4 comments on “Framing the judginess of Plunket

  1. Gae says:

    And when I was a new mum back in the ‘olden days’ (the 60’s for goodness sake!) all the nurses at the Baby Health Centre were VERY close to retirement. Probably some of them were ex-Service nurses, and they really do not GET flexibility.
    Our son was a big lump (4.5 kg born) and whacked it on accordingly, our daughter was a dainty 3.6 kg, and although happy, obviously healthy, and VERY active, she was a dainty ‘gainer’. They were so fussed that she NEVER attained her weekly weight gain ‘targets’ that if she had been the first born, they would have destroyed my confidence. It was an absolute hoot to compare the two weight gain graphs. Erich started out just above the shaded area (indicating the average range), then tracked consistently 1 – 1.5 cm above the shaded area. Anne tracked roughly the same distance BELOW the shaded area. Did they want me to stuff her like a Strasburg goose?

  2. M-H says:

    I have to tell you my Plunket Nurse story – I have several, but this is the best. When Mat was four (late 1970s) he went along for his pre-school check. One of the tests was to show him some shapes, and he was to name them. Square was fine; circle, triangle… the last one was a diamond. He glanced it and said “Trapezium”. “That’s not right.” She marked her book. I intervened: “Sorry, Nurse, but his dad is a Maths teacher, and we cut the toast into different shapes every morning. Technically, that really is a trapezium.” I didn’t point out that he could also have recognised a hexagon, octagon and probably more if required.
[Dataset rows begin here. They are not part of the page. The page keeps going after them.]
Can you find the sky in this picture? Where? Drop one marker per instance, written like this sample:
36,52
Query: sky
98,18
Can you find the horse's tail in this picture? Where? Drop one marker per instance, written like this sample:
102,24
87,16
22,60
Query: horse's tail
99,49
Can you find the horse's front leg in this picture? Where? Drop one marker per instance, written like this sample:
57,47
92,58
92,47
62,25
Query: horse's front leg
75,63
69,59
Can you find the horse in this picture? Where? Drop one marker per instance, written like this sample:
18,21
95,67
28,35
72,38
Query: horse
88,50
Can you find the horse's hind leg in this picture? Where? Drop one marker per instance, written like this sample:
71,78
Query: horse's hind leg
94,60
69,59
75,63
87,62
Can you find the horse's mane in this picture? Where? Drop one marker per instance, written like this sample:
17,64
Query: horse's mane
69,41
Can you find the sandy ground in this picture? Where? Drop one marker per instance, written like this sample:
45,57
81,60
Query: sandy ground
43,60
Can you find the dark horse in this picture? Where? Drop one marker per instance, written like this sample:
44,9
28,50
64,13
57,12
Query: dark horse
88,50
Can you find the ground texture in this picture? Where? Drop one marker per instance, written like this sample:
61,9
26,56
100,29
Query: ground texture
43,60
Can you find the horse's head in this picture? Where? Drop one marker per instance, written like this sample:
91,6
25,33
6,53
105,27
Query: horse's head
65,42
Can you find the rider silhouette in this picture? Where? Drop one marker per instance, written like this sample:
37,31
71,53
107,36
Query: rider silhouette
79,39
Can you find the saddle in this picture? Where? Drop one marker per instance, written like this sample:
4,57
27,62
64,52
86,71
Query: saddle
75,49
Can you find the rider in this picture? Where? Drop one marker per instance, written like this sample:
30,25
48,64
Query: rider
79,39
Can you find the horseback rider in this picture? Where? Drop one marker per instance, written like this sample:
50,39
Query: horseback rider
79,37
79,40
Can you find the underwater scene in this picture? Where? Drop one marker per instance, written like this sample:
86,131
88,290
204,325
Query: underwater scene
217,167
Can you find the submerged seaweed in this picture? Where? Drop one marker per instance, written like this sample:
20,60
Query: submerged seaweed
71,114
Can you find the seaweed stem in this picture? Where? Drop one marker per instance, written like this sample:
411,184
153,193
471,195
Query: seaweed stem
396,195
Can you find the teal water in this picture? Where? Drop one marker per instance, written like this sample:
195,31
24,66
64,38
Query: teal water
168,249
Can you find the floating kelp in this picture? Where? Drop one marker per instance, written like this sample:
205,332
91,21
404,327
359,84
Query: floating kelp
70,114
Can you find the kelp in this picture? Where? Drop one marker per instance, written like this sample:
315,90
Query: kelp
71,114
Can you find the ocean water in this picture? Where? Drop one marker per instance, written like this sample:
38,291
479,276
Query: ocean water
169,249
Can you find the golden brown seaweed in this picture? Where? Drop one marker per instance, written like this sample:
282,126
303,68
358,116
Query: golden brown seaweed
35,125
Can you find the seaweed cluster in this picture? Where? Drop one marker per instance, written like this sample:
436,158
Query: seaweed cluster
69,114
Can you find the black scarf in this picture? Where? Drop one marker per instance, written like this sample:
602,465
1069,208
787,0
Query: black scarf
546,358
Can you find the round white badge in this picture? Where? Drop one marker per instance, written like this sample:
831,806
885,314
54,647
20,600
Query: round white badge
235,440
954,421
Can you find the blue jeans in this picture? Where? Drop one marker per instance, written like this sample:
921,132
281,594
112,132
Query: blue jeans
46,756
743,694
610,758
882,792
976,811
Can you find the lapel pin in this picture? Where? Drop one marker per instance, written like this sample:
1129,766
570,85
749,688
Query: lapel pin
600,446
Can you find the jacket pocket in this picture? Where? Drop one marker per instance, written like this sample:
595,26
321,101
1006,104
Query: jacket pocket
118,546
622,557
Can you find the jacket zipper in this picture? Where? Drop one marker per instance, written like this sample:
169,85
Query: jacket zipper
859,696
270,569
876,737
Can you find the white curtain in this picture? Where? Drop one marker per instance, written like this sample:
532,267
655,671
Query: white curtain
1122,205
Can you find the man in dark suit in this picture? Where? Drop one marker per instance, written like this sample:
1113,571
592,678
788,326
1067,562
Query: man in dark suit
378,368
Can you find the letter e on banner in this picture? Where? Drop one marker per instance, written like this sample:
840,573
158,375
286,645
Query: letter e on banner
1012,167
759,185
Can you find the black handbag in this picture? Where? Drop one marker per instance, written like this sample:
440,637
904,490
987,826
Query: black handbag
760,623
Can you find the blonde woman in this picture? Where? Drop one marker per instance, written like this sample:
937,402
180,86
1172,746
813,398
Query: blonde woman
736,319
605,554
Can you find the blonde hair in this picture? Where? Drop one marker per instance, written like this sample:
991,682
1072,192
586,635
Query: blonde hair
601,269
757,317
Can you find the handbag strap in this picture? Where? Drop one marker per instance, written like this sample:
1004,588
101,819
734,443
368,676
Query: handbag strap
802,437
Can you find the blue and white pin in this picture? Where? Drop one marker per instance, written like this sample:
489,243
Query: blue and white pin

And I don’t believe she changed the ‘wrong’ mark in her book either.

    Plunket does a great job, but in truth it’s very limited by its rigidity. But then, so is a lot of healthcare now. Don’t you dare be a bit slow recovering from surgery!

  3. rayinnz says:

    Interesting, I remember my wife (who being a Taranaki girl is quite self assertive ) making special efforts in the 70s before the nurse came to make sure everything would meet the nurse’s approval
    I would like to think that the Plunket has loosened up a little, babies can thrive on formula even if breast milk is more natural and gives some advantages etc

    The reason I have always been a strong supporter of Plunket is that they get to see almost all children at the early intervention age when real changes can improve the child’s later outcomes. Up 27 visits in the can take place to offer this help

    We are just at the point of setting up a project locally that will encourage the parents of children who are at risk of not being up to speed when they start school being encouraged to improve their children’s outcomes. It is tricky stuff to do as the parents have to see the problem before we can offer assistance
    It is being done through the schools (which already have breakfast clubs) but hopefully in a non threatening manner
    Plunket are heavily involved as they get to see those that might fall into this category long before the kids arrive at school not having the skills to learn

  4. Sarah says:

    I have very recent experience with Plunket and I agree that their advice is mostly very rigid and often delivered in a scare-mongering manner. I do not appreciate being lectured about how my baby won’t sleep through the night because I breastfeed him to sleep. Actually, it’s normal for babies not to sleep through the night, and it’s normal for them to sometimes sleep even worse than they normally do when they are going through a developmental spurt (like learning to crawl). What I needed was someone to listen to me and encourage me, not tell me what I was doing “wrong”. My partner’s parents, a doctor and nurse, are just the same, always looking for problems and “advising” – I think it is very difficult for health professionals not to do this.

    What was great was attending a couple of their group classes (I think they are called Pipi groups), which I went to solely to try to meet other new mothers. Now I have a couple of friends to share ideas and experience with, and frustrations, and it’s much better.